7. A downhole tool adapted to extend within a wellbore, the tool comprising:
a mandrel;
at least one device coupled to the mandrel and disposed between first and second portions of the wellbore;
a braid disposed in the vicinity of the device; and
at least one sensor embedded in the braid;
the tool adapted to attain a first configuration in which relative movement between the device and the wellbore is permitted when the downhole tool extends within the wellbore; and a second configuration in which the device engages an inner surface of the wellbore so that relative movement between the device and the wellbore is generally prevented so that when one or more loads are applied on the tool in response to the engagement between the device and the inner surface of the wellbore, at least one of the one or more loads is sensed by the at least one sensor.
2. A downhole tool adapted to extend within a wellbore, the tool comprising:
a mandrel;
at least one device coupled to the mandrel and disposed between first and second portions of the wellbore;
a matrix material disposed in the vicinity of the device; and
at least one sensor embedded in the matrix material;
the tool adapted to attain a first configuration in which relative movement between the device and the wellbore is permitted when the downhole tool extends within the wellbore, and a second configuration in which the device engages an inner surface of the wellbore so that relative movement between the device and the wellbore is generally prevented so that when one or more loads are applied on the tool in response to the engagement between the device and the inner surface of the wellbore, at least one of the one or more loads is sensed by the at least one sensor.

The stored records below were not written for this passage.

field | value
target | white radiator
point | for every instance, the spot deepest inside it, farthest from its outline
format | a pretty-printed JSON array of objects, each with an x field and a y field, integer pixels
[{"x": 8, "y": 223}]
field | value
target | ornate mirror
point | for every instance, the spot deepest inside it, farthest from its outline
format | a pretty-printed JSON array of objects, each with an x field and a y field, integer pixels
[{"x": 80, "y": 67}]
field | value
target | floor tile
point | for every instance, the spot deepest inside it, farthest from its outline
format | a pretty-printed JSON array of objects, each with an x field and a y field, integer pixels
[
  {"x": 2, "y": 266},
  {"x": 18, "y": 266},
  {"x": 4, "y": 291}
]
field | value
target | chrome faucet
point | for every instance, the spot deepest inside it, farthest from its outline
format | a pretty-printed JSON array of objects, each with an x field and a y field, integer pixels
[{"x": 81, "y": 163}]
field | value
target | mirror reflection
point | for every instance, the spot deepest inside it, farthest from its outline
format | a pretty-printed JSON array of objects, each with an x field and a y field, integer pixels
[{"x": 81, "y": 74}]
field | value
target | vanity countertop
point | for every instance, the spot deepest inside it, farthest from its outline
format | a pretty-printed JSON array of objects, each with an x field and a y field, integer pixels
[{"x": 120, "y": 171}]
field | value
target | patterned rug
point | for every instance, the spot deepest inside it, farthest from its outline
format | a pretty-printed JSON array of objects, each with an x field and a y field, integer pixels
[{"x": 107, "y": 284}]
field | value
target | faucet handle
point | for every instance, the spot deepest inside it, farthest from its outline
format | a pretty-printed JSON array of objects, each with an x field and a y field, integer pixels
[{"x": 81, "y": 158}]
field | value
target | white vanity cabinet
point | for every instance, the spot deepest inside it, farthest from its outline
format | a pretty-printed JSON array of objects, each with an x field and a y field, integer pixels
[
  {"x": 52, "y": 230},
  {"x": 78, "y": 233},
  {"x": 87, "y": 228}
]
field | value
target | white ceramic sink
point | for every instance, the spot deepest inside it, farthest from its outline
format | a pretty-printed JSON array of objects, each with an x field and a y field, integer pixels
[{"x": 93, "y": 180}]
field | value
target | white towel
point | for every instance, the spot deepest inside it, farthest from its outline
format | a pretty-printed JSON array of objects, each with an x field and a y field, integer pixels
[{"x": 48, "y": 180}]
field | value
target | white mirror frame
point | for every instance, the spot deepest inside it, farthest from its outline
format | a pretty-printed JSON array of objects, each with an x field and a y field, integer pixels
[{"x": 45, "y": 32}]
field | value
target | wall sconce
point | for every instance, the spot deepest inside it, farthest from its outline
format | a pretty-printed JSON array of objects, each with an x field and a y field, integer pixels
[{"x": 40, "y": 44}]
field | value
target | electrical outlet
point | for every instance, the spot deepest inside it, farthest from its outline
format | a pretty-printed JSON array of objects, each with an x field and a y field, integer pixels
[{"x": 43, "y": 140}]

11. A downhole tool adapted to extend within a wellbore, the tool comprising:
a mandrel;
at least one device coupled to the mandrel and disposed between first and second portions of the wellbore;
a plurality of laminated sheets in the vicinity of the device; and
at least one sensor embedded between two adjacent sheets;
the tool adapted to attain a first configuration in which relative movement between the device and the wellbore is permitted when the downhole tool extends within the wellbore; and a second configuration in which the device engages an inner surface of the wellbore so that relative movement between the device and the wellbore is generally prevented so that when one or more loads are applied on the tool in response to the engagement between the device and the inner surface of the wellbore, at least one of the one or more loads is sensed by the at least one sensor.
26. A downhole tool adapted to extend within a wellbore, the downhole tool comprising:
a mandrel;
one or more packer elements coupled to the mandrel and adapted to sealingly engage the inner surface of the wellbore and isolate a first portion of the wellbore from a second portion of the wellbore;
a device coupled to the mandrel and disposed between first and second mandrel portions;
the device adapted to engage the wellbore in a manner so that relative movement between the device and the wellbore is generally prevented and so that one or more loads are applied on the mandrel in response to the engagement between the device and the inner surface of the wellbore;
a non-metallic material disposed in the vicinity of the device;
at least one sensor embedded in the material for sensing one or more of the loads; and
a shoe extending around the mandrel and engaging an end of one of the one or more packer elements, at least a portion of the shoe being fabricated from the material.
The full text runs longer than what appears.